As part of a University Autonomous of Zacatecas initiative to promote the development of machine learning algorithms for more accurate modeling in agricultural greenhouses, data collection was conducted using a meteorological station installed within the greenhouses. The station recorded internal data (such as temperature, humidity, and dew point) and external data (such as temperature, humidity, and solar radiation).
A weather station collected the data from a greenhouse with a curved roof. This type of greenhouse is for traditional use with no climate control and has natural ventilation. The greenhouse has an area of 165m2, 27.5m long, 6m wide. This is located in South Mezquitera, Juchipila, Zacatecas, Mexico, with latitude and longitude (21.42624033959812, -103.10935313358475) and orientation 21°25'34.5"N 103°06'33.8"W.
Inside and outside the greenhouse are nine sensors as a part of the Davis Vantage Pro 2 central weather system. Seven sensors outside the greenhouse measure temperature, humidity, solar radiation, barometric pressure, rainfall, wind speed, and direction. Inside the greenhouse, there are sensors for humidity and temperature. These sensors work together to create a uniform system within the greenhouse.
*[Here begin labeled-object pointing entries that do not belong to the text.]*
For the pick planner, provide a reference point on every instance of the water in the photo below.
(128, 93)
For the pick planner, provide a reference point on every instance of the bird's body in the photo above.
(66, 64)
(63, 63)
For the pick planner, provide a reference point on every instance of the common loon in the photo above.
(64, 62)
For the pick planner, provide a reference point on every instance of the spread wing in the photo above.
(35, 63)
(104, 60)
Data were collected from July 12, 2020, to June 24, 2021, with sampling at 5-minute intervals. Information was not collected during two periods: December 16th, 2020 - January 3rd, 2021, and March 7th, 2021 - March 21st, 2021. A total of 85,989 samples were obtained to train and test the prediction models.
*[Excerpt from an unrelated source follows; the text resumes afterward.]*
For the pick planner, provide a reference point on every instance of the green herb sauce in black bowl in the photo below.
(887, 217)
During data collection, tomatoes were grown from July 2019 to January 2020, and bell peppers from February 2020 until the end of the data.
- Prediction of Internal Temperature in Greenhouses using the Supervised Learning Techniques: Linear and Support Vector Regressions
Link to paper: https://www.mdpi.com/2076-3417/13/14/8531
@article{analysis_of_regression_and_SVM_models, title={Prediction of Internal Temperature in Greenhouses using the Supervised Learning Techniques: Linear and Support Vector Regressions}, author={García-Vázquez, F.; Ponce-González, J.R.; Guerrero-Osuna, H.A.; Carrasco-Navarro, R.; Luque-Vega, L.F.; Mata-Romero, M.E.; Martínez-Blanco, M.d.R.; Castañeda-Miranda, C.L.; Díaz-Flórez, G}, journal={Applied Sciences}, volume={13}, number={1}, pages={8531}, year={2023}, publisher={MDPI}}
- Long Short-Term Memory Recurrent Neural Network and Extreme Gradient Boosting Algorithms Applied in a Greenhouse’s Internal Temperature Prediction
Link to paper: https://www.mdpi.com/2076-3417/13/22/12341
@article{LSTM_and_XGBoost_models, title={Long Short-Term Memory Recurrent Neural Network and Extreme Gradient Boosting Algorithms Applied in a Greenhouse’s Internal Temperature Prediction}, author={Esparza-Gómez, J. M.; Luque-Vega, L. F.; Guerrero-Osuna, H. A.; Carrasco-Navarro, R.; García-Vázquez, F.; Mata-Romero, M. E.; Olvera-Olvera, C. A.; Carlos-Mancilla, M. A.; Solís-Sánchez, L. O}, journal={Applied Sciences}, volume={13}, number={22}, pages={12341}, year={2023}, publisher={MDPI}}
The authors want to thank the Mexican National Council of Science and Techology CONACYT for its support to the National Laboratory of Embedded Systems, Advanced Electronics Design and Micro systems (LN-SEDEAM by its initials in Spanish), projects number 445 282357, 293384, 299061, 314841, and 315947, and also for the scholarship 1012274.